The other weekend we took T down to one of his favorite bounce places, where he ran at a full sprint for 90 minutes non-stop. As C and I watched T run back and forth (and bounce, climb, and play with dozens of kids of all ages), it was exhausting and it made us hungry, so we discussed lunch. Where to go for lunch… always a fun topic of conversation when out and about in an area of town we aren’t familiar with at all.
Based on one of our favorite dining referral sites (OK, iDine – we’re miles whores), we wound up heading over to the Old World Village shopping and dining center just two miles away in Huntington Beach (http://visitoldworld.com/). Honestly, I never even knew this place existed – and it’s right next door to Bella Terra where we go weekly (down the street the other direction, but still, duh me). Old World Village is something of a shrunk-down, Solvang-style village, but rather than Swedish culture think Bavarian/ German flavor and flair instead. We thought, looks fun, and there’s beer – thanks, iDine, let’s go!
We lunched at the Old World German Restaurant (http://www.oldworld.ws/), where our meals consisted of the classic Wiener Schnitzel (C’s dish), Jaeger Schnitzel (my dish of a pork cutlet with mushroom gravy, traditional spaetzle dumpling noodles, and red cabbage), and grilled cheese on Farmer’s Bread (a German-style rye bread) with fries (T’s meal). C and I split a pitcher or Hofbrau (traditional brew for the region) to wash down our tasty meals. Needless to say, we were not disappointed with our new find. The food was a great value (all meals on the entire menu listed at $10 or less at lunch; beer by the pitcher for $9!) and something different and fun to boot.
After our meal we walked next door to the German bakery and market and picked up a few pastries to go: plum cake, apple strudel, dark chocolate cake, loaf of bread, and a Bavarian pretzel. The pretzel and cake were amazing, and the bread was a good grab for brown-bag sandwiches this week for lunchtime, too. C picked up some Bratwurst from the market, which he grilled up the other day; they were delicious paired with a simple white rice and mustard for dipping.

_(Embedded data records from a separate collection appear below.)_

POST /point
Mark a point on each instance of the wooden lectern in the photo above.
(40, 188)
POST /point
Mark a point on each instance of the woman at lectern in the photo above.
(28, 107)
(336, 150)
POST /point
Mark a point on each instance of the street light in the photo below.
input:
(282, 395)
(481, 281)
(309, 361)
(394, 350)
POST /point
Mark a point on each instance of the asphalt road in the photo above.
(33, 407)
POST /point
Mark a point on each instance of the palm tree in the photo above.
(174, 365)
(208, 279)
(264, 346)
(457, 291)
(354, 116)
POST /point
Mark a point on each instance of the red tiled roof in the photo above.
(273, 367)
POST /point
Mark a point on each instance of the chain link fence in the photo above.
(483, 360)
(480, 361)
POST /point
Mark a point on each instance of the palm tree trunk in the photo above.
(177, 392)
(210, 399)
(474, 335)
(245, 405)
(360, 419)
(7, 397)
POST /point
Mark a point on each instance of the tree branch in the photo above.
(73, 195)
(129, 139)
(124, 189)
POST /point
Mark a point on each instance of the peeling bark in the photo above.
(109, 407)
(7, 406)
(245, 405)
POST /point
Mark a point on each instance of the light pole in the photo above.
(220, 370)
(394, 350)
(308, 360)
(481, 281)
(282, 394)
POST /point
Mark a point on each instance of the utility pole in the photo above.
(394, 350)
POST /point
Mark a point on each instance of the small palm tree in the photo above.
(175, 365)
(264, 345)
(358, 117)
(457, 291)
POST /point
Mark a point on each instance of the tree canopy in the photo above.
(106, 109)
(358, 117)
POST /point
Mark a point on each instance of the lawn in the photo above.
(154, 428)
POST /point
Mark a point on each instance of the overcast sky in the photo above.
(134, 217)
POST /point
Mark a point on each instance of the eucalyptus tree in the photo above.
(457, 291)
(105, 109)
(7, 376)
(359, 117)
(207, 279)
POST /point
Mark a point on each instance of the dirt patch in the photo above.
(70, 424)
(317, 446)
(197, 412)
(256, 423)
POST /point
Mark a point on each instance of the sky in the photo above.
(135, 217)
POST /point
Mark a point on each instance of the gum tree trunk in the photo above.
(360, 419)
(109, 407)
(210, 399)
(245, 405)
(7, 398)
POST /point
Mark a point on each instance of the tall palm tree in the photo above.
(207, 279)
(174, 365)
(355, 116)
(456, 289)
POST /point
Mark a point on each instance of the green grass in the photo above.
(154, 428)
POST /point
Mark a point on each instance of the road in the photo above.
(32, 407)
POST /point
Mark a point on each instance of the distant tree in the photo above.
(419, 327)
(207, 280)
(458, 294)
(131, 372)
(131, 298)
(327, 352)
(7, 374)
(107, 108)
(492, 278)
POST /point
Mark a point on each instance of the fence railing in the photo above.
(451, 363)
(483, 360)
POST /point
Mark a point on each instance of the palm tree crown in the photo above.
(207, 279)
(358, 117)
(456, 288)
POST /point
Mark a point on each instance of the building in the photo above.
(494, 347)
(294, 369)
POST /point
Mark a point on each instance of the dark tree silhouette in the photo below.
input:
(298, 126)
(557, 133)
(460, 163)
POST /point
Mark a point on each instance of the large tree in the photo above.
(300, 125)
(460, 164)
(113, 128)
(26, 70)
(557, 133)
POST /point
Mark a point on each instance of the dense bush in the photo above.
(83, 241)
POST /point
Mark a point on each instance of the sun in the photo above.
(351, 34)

But I have to say the best treat we discovered was the apple strudel not at the first stop but the second, from Gourmet Café and Candy (store #35 on the property).The lady working in the shop was hand-cutting apples as we entered, and her hard dedication to this real deal of a strudel showed. There were buckets and buckets of sliced and peeled apples scattered about the shop ready for strudel-ing. She said Austrian relatives brought over the strudel recipe three generations ago, which is nothing but a mix of several varietals of apples, butter (never margarine), and Phyllo dough (and of course, special spices and sugaring, but those details are not for public digestion). A hunk of the Gourmet Café and Candy apple strudel will set you back $7, but trust me when I assure you that it’s an ample serving for 2-4 people (dense, rich, and satisfying after just a few bites really).
The shopkeeper at Gourmet Café and Candy also mentioned that her daughter makes a special plum strudel come Plumfest in August that can’t be missed. The plums are a variety that only comes into season 2-3 weeks of the year and are brought in just for this Plumfest weekend (and two weeks surrounding). Sweet news, I can plan my return trip to Old World Village in another month or so (I’ll let you know closer to the date when that is, RMT’ers)!
So if you find yourself hungry for a slice of something new and different, take a trip to the Old World – Village, that is. Sure, it’s a bit hokey and overly themed (with wiener dog races on Sundays to add to the silliness), but the kids love that kind of thing. Oh, and if you like Oktoberfest, rumor has it they throw quite a party for two months of the year come September and October with a kid-friendly day weekly. Prost!